Westfield, Massachusetts still calls itself Whip City. The center of the booming buggy whip business in 1893, only two companies survive today from what was once the center of a burgeoning industry. Ninety five percent of the jobs in Westfield directly or indirectly supported buggy whip manufacture in the 1890s, only a small percentage are so engaged today. The demise of the buggy whip industry has become over the eleven decades since, a trite example of obsolescence, mentioned in thousands of key note addresses since Demming first used the example to describe futile efficiency.

Speakers exhort us to avoid becoming another buggy whip manufacturer, as if we could notice when a vapourous idea unrelated to our industry would explode to vaporize us. The owner of any of the many buggy whip manufacturing operations in 1895 Westfield could have sold their shares for top dollar and re-invested the returns in the infant automobile industry, but they would have been recognized as fools for doing it. What board could have survived such a decision? What investor would have stood idly by for such idiocy? Only history could explain the logic. And history had not been born yet.

Those buggy whip businesses which crumbled under evaporating demand were well managed, even forward-looking. They teach us nothing more about death than any corpse might. They cannot give up their secrets and they may well have no secrets to disclose. They are gone.

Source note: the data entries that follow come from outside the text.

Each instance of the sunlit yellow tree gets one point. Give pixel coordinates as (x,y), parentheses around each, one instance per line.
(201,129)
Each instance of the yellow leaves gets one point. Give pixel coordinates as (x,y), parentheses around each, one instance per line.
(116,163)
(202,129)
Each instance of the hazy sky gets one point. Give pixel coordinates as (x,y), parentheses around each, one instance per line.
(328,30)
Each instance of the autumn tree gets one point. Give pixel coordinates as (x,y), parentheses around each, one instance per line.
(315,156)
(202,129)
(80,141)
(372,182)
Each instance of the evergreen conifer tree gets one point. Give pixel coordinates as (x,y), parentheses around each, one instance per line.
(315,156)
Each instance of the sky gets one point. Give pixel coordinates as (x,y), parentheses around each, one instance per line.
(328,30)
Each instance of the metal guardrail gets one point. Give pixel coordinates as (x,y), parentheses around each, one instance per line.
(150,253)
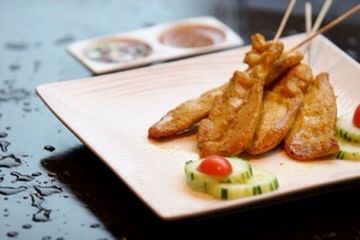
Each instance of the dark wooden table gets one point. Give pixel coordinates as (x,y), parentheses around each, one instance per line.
(85,199)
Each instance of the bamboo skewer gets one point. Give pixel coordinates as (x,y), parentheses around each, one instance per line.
(284,19)
(308,25)
(328,26)
(308,22)
(321,16)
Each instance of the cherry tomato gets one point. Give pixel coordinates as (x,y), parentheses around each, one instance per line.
(356,119)
(215,165)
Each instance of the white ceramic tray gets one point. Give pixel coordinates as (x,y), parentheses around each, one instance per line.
(111,115)
(151,37)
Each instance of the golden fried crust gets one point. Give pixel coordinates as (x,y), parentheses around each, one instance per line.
(313,134)
(286,61)
(232,120)
(185,115)
(283,64)
(280,107)
(192,111)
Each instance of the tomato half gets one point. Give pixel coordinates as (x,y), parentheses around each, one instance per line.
(356,119)
(215,165)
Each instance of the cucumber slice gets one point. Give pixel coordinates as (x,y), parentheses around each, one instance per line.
(346,129)
(241,171)
(348,150)
(261,182)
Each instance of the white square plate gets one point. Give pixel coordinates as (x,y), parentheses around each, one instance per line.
(111,115)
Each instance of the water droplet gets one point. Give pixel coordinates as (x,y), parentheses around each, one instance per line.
(36,174)
(9,161)
(27,226)
(66,39)
(95,225)
(14,67)
(3,134)
(12,234)
(16,46)
(49,148)
(4,145)
(21,177)
(36,200)
(52,175)
(43,215)
(36,65)
(47,190)
(12,190)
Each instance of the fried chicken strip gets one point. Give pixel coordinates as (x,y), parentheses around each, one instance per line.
(186,114)
(280,108)
(192,111)
(231,123)
(313,134)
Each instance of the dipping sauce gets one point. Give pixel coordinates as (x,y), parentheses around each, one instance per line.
(117,50)
(192,36)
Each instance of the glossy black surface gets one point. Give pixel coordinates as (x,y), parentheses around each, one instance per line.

Yet Westfield remains; still known as Whip City, though few whips are made there. The two companies that remain from the hey days have stories to tell, and stories that better instruct us than the best of those that disappeared. The US Whip Company suffered through nearly three decades of shrinking demand before redefining themselves. By that time, they were no longer masters of whip making. They looked at their operations and concluded that they were really in the braiding business. “What might we braid?” their management asked. At the time, in the mid-twenties, three markets seemed attractive mediums for a company with braiding expertise: sports equipment, medical supply, and fishing. In the sports equipment business, golf was growing in popularity, and golf clubs in those days had braided shafts. But this business seemed unlikely to sustain US Whip. Likewise the medical supply business, where sutures were in constant but not expanding demand. The fishing business, where demand for fishing line seemed promising, looked like the a growth opportunity, so US Whip started braiding fishing line, finally renaming themselves US Line in the early thirties. They are now a leading supplier of commercial and recreational fishing lines.

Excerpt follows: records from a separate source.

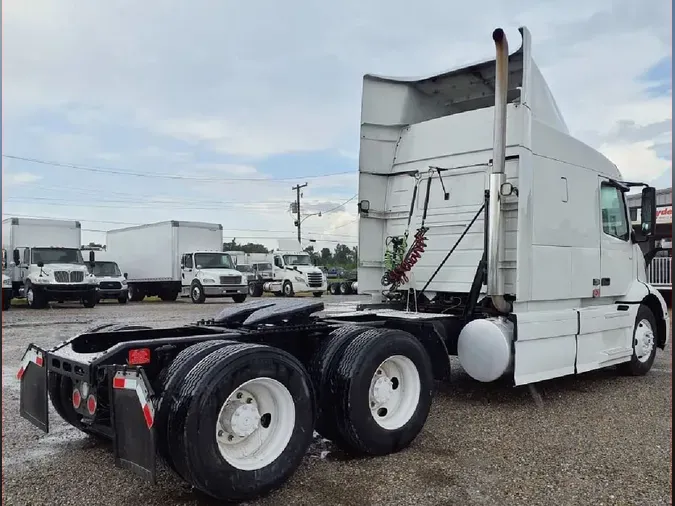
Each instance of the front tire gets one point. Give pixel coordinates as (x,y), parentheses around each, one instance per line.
(242,421)
(197,293)
(35,298)
(383,387)
(644,344)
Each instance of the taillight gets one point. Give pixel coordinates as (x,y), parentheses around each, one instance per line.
(139,356)
(91,404)
(77,398)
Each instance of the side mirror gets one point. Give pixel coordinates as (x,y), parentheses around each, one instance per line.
(648,211)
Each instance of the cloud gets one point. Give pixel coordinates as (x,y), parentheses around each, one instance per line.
(241,90)
(19,178)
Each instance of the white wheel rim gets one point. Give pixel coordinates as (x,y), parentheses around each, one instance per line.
(255,424)
(643,340)
(394,392)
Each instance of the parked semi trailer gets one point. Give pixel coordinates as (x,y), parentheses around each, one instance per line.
(519,260)
(172,258)
(47,264)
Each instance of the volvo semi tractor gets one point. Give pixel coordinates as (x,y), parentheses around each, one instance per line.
(47,263)
(173,258)
(486,231)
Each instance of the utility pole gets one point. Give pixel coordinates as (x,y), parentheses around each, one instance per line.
(297,189)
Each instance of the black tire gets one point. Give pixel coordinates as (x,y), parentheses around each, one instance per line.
(60,390)
(636,366)
(197,294)
(90,300)
(168,295)
(358,431)
(38,298)
(345,288)
(193,418)
(321,367)
(170,382)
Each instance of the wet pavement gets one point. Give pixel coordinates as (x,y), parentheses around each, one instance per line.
(595,439)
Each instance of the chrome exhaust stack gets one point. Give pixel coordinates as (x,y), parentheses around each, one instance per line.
(495,277)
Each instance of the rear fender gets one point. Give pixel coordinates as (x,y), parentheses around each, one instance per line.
(33,396)
(132,412)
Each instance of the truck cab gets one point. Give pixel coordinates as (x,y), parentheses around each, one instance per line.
(207,274)
(44,274)
(111,282)
(293,272)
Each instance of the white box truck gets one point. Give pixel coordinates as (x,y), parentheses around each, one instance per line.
(47,263)
(112,285)
(550,282)
(169,258)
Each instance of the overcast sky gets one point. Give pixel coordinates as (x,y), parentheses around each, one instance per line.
(183,105)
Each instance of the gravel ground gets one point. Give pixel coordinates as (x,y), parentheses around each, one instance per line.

The Westfield Whip Company remains the sole significant link to Westfield’s whip-making past. Nearly out of business by the late forties, a retiring newspaperman took the company as a hobby and found some markets for its products. The livestock industry supported it through the fifties and into the sixties, and today the company, which traditionally sold to distributors, has begun making custom whips for a wide variety of applications. It’s no longer a buggy whip manufacturer, but a whip maker. A look at where whips are offered for sale today shows the traditional livestock industry, but they are also offered by a trendy set of discrete sex supply shops advertising on the Internet.

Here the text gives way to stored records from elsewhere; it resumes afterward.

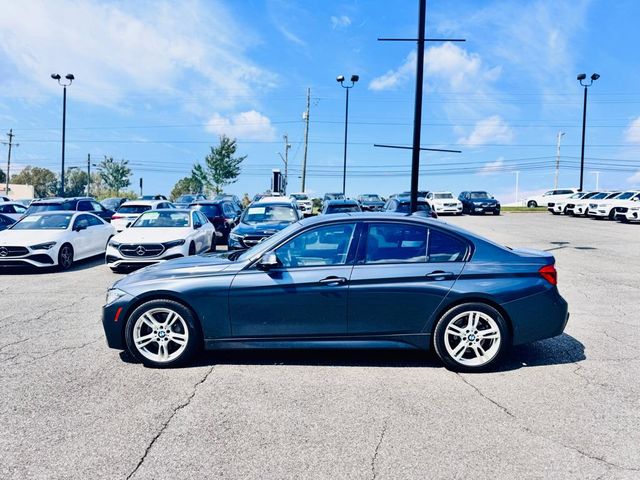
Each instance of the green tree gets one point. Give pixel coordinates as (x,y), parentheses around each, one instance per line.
(186,185)
(44,181)
(221,167)
(75,182)
(115,173)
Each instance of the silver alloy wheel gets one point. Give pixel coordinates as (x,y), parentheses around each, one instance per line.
(472,338)
(66,256)
(161,335)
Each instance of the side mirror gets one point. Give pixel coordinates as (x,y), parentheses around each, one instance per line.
(268,261)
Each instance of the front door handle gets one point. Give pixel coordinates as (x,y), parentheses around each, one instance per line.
(333,281)
(439,275)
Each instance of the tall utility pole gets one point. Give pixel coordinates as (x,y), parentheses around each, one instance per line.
(88,174)
(305,117)
(10,144)
(558,140)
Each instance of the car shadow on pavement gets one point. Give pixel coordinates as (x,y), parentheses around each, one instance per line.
(559,350)
(85,264)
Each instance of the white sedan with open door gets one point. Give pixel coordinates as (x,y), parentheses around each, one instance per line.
(159,235)
(54,239)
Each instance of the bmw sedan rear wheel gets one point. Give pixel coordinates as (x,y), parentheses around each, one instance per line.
(470,337)
(162,333)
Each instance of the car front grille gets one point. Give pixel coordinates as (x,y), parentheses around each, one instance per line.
(13,252)
(138,250)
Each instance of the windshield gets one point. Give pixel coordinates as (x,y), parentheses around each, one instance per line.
(371,198)
(479,195)
(269,214)
(134,208)
(343,209)
(58,221)
(162,220)
(625,195)
(209,210)
(405,207)
(49,207)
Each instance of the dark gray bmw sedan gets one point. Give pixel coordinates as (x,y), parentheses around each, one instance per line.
(343,281)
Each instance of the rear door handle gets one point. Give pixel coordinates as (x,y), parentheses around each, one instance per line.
(333,281)
(439,275)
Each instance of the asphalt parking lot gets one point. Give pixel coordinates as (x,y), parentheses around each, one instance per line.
(567,407)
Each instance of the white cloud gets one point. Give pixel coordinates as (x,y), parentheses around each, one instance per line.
(249,125)
(492,129)
(490,168)
(632,133)
(634,179)
(447,64)
(123,48)
(342,21)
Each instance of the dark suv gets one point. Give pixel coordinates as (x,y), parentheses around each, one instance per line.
(77,204)
(479,202)
(222,214)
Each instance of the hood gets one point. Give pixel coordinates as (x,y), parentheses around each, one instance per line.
(151,235)
(266,228)
(27,238)
(179,268)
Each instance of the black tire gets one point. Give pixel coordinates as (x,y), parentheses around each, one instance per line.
(439,337)
(65,257)
(194,342)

Neither US Whip nor Westfield Whip survived these changes, though their corporate entities remain. Those thousands of workers displaced by the vapourization of the buggy whip industry didn’t just disappear, either. The supply chain that fed and distributed the products of Westfield’s efforts are gone without much of a trace. Where did the whalebone and the rattan suppliers disappear to? Where did the leather tanners and the braiders go? Gone somewhere, but like Westfield, they survived.